Op decorschetsen staat meestal wel een signatuur, titel en een datum. Het lijkt een makkie om zo een tekening aan een uitzending te koppelen, maar toch valt dat niet altijd mee. De titel kan bijvoorbeeld tussen de eerste sfeerschetsen en de uitzending nog veranderen. De datum geeft meer zekerheid, dat is meestal de opnamedatum. Zeker in de jaren vijftig kan je er vanuit gaan dat de opname en uitzenddata gelijk zijn, programma’s werden toen immers live uitgezonden. Zodoende is met behulp van krantenrecensies (online te raadplegen in het archief van historische kranten van de Koninklijke Bibliotheek) of oude omroepgidsen meestal wel te achterhalen wat de uiteindelijke titel van het programma was. Over bovenstaande productie met de werktitel A long Journey is gelukkig veel geschreven. Niet omdat de uitzending nu zo bijzonder was, maar vooral omdat de regisseur van deze thriller, Willy van Hemert, de uitzending gebruikte voor ‘mistproeven’. De dag voor de uitzending repeteerde Anny de Lange en Ton van Duinhoven hun rollen en experimenteerde Van Hemert en de cameramannen met mist. Eerst hingen ze engelenhaar voor de camera. Ook een glasplaat met rookaanslag leverde niet het gewenste effect. Er was zelfs een stellage om de camera’s heen gebouwd waar doorzichtige vitrage aan hing. Het beste resultaat kwam van een dia met mistpatroon die in een houten omkisting om de camera zat (te zien op de foto hiernaast).

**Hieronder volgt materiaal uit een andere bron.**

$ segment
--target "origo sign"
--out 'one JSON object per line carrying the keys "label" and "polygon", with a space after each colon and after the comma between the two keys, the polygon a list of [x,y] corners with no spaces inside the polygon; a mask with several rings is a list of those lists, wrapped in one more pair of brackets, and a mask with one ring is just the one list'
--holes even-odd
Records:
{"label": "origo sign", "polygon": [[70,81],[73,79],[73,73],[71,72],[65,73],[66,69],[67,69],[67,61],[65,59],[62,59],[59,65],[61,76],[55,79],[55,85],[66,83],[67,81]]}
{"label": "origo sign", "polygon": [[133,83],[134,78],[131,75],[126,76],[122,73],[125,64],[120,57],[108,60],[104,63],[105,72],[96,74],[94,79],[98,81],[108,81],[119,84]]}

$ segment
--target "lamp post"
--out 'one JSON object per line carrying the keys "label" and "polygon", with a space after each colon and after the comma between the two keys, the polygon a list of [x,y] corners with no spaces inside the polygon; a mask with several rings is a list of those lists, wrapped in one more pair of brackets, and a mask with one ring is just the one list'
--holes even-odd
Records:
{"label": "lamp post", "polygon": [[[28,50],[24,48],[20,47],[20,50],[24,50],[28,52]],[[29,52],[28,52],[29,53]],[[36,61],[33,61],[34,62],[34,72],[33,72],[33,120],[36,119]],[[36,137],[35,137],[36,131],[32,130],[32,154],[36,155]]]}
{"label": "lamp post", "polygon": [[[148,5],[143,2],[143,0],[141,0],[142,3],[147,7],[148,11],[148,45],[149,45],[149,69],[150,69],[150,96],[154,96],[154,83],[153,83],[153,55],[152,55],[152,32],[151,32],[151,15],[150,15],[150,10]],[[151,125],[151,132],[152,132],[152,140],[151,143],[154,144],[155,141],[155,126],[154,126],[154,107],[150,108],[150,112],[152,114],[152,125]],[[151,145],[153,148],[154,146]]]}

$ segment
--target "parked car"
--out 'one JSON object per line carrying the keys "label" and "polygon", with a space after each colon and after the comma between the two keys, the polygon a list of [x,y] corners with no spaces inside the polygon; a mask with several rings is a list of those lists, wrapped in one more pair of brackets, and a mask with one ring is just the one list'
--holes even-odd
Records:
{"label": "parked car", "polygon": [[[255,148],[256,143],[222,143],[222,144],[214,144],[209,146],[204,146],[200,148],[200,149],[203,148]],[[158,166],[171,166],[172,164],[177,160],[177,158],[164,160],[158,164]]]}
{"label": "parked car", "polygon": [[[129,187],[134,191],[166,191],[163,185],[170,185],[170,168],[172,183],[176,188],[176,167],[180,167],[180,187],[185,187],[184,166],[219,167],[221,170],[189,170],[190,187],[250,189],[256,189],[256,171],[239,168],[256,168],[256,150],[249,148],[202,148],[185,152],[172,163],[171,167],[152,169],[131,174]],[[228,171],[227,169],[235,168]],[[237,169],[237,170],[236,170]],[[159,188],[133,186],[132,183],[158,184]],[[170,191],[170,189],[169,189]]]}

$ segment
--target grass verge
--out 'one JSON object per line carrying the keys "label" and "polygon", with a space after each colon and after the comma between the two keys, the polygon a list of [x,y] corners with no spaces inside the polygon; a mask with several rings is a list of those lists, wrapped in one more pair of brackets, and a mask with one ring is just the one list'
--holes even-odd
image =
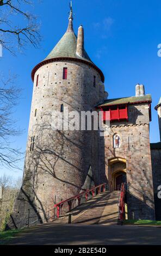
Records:
{"label": "grass verge", "polygon": [[125,220],[123,224],[134,225],[161,225],[161,221],[150,221],[149,220]]}
{"label": "grass verge", "polygon": [[0,245],[7,243],[10,239],[13,238],[18,233],[21,232],[21,231],[22,230],[16,229],[0,232]]}

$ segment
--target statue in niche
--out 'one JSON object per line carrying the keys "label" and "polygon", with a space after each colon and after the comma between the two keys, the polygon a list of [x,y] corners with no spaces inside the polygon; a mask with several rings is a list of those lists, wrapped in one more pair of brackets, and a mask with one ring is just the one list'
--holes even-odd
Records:
{"label": "statue in niche", "polygon": [[114,136],[114,148],[120,148],[120,138],[117,134],[115,134]]}

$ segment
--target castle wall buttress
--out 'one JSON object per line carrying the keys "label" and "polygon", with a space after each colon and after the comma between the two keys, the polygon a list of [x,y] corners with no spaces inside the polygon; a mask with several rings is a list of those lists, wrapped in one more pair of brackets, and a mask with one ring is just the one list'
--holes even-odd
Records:
{"label": "castle wall buttress", "polygon": [[[101,80],[95,69],[73,61],[52,62],[36,72],[23,180],[13,215],[15,223],[27,217],[29,208],[32,214],[40,209],[44,222],[55,199],[58,203],[85,186],[100,184],[98,131],[82,131],[81,127],[78,131],[55,130],[53,123],[55,111],[63,115],[66,108],[69,113],[95,110],[100,97],[104,100]],[[90,166],[92,180],[88,184]]]}

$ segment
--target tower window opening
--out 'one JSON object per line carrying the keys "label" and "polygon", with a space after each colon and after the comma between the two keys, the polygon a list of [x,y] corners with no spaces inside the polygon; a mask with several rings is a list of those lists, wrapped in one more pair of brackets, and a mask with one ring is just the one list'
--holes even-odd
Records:
{"label": "tower window opening", "polygon": [[61,104],[60,107],[60,112],[64,112],[64,105]]}
{"label": "tower window opening", "polygon": [[36,117],[36,114],[37,114],[37,109],[36,108],[36,109],[35,110],[35,117]]}
{"label": "tower window opening", "polygon": [[94,76],[94,87],[96,87],[96,78],[95,76]]}
{"label": "tower window opening", "polygon": [[38,75],[36,77],[36,87],[38,86],[38,84],[39,84],[39,75]]}
{"label": "tower window opening", "polygon": [[67,68],[63,68],[63,79],[67,79]]}
{"label": "tower window opening", "polygon": [[34,151],[35,144],[35,136],[32,137],[31,143],[30,145],[30,151]]}

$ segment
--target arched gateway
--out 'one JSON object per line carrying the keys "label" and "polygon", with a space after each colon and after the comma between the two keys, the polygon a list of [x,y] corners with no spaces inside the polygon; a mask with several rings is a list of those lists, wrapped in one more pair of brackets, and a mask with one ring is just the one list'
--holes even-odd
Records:
{"label": "arched gateway", "polygon": [[121,158],[108,161],[108,181],[111,191],[120,190],[122,182],[126,182],[126,160]]}

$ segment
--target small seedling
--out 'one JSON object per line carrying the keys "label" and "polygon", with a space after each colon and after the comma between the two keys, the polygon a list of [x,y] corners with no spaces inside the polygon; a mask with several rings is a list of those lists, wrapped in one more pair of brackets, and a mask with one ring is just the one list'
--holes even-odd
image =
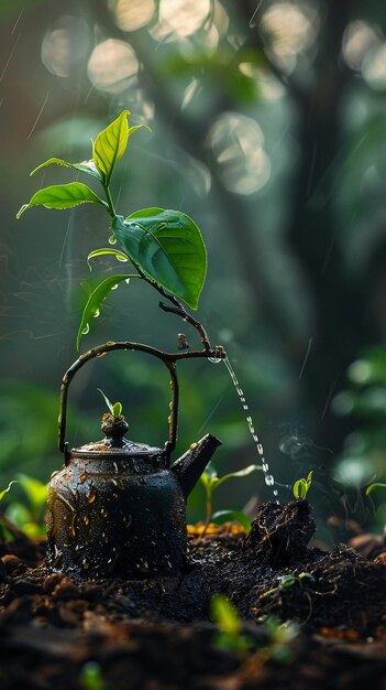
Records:
{"label": "small seedling", "polygon": [[99,392],[102,393],[103,398],[104,398],[104,402],[108,407],[108,409],[110,410],[110,414],[112,414],[112,417],[121,417],[122,414],[122,403],[121,402],[114,402],[112,403],[109,398],[103,393],[103,391],[98,388]]}
{"label": "small seedling", "polygon": [[[3,497],[8,494],[8,492],[10,490],[12,484],[16,484],[16,482],[12,481],[9,483],[8,487],[4,488],[2,492],[0,492],[0,500],[3,499]],[[4,525],[3,520],[0,517],[0,540],[1,541],[12,541],[13,537],[10,532],[10,530],[7,528],[7,526]]]}
{"label": "small seedling", "polygon": [[[200,476],[200,482],[206,492],[206,520],[202,535],[206,533],[210,520],[214,518],[214,516],[212,516],[213,492],[229,479],[246,477],[253,472],[261,472],[261,470],[262,467],[260,465],[249,465],[247,467],[244,467],[244,470],[240,470],[239,472],[229,472],[222,477],[219,477],[216,467],[209,463],[206,471]],[[220,517],[220,519],[224,518],[224,515],[227,515],[228,519],[238,520],[244,528],[251,529],[251,520],[246,515],[240,513],[239,510],[221,510],[214,515],[217,515],[218,518]]]}
{"label": "small seedling", "polygon": [[8,487],[4,488],[2,492],[0,492],[0,500],[3,499],[3,497],[5,496],[5,494],[8,494],[8,492],[10,490],[12,484],[18,484],[18,482],[15,482],[14,479],[12,479],[12,482],[9,483]]}
{"label": "small seedling", "polygon": [[308,475],[307,475],[307,479],[305,479],[302,477],[301,479],[298,479],[297,482],[295,482],[295,484],[293,486],[293,494],[294,494],[295,498],[301,498],[302,500],[305,500],[309,489],[311,488],[312,474],[313,473],[312,473],[312,470],[311,470],[311,472],[309,472]]}
{"label": "small seedling", "polygon": [[243,656],[253,646],[253,640],[243,635],[242,622],[235,606],[227,596],[217,594],[210,602],[210,608],[219,630],[214,636],[214,645]]}

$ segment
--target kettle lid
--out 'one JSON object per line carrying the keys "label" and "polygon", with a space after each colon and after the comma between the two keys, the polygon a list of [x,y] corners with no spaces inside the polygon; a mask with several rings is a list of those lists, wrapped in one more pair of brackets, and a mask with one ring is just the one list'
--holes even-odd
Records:
{"label": "kettle lid", "polygon": [[125,439],[124,434],[129,430],[129,424],[123,414],[120,417],[103,414],[101,430],[106,434],[104,439],[71,449],[71,457],[100,457],[102,455],[111,459],[141,457],[154,460],[156,456],[159,457],[165,454],[165,451],[159,448]]}

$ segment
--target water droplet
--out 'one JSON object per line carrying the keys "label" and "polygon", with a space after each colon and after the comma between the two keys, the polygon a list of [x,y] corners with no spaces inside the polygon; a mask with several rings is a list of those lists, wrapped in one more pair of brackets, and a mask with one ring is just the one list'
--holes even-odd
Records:
{"label": "water droplet", "polygon": [[95,488],[90,488],[90,493],[87,496],[87,503],[93,503],[97,497],[97,492]]}
{"label": "water droplet", "polygon": [[[223,362],[224,362],[224,365],[225,365],[225,367],[228,369],[228,373],[229,373],[229,375],[230,375],[230,377],[232,379],[232,382],[233,382],[233,386],[234,386],[234,388],[236,390],[236,393],[238,393],[238,396],[240,398],[240,402],[242,403],[243,410],[245,412],[249,412],[250,408],[249,408],[249,406],[246,403],[244,391],[243,391],[243,389],[241,388],[241,386],[240,386],[240,384],[238,381],[238,377],[236,377],[236,375],[235,375],[235,373],[234,373],[234,370],[232,368],[232,365],[231,365],[230,360],[228,359],[228,357],[225,357]],[[263,472],[265,474],[265,477],[264,477],[265,484],[267,486],[274,486],[275,485],[275,479],[274,479],[274,476],[272,474],[268,474],[269,473],[269,467],[268,467],[267,461],[264,457],[264,448],[263,448],[263,444],[258,440],[258,436],[256,434],[256,431],[255,431],[255,428],[254,428],[254,423],[253,423],[253,419],[252,419],[251,414],[249,414],[246,417],[246,423],[247,423],[251,436],[252,436],[252,439],[253,439],[253,441],[255,443],[257,453],[258,453],[258,455],[261,457],[262,470],[263,470]],[[276,488],[273,489],[273,494],[274,494],[275,498],[277,499],[278,490]],[[276,500],[276,503],[278,503],[278,500]]]}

duetzIn de Beeldengeluidwiki.nl vind je nog veel meer mooie potloodschetsen en aquarellen van Fokke Duetz uit de jaren vijftig en jaren zeventig uit de collectie van Beeld en Geluid. Bekijk de gallery HIER.

Anne Frank

Op 4 mei 1962 was op de Nederlandse televisie het toneelstuk The diary of Anne Frank te zien. De regisseurs waren Karl Guttmann en Willy van Hemert. Peter Zwart ontwierp het decor, in dit geval de zolder van het achterhuis. Helemaal historisch correct is zijn zolder niet, maar in 1962 was er dan ook geen uitgebreide website waar je vanachter je pc’tje even snel in een 3D versie van het achterhuis kon rondkijken (annefrank.org).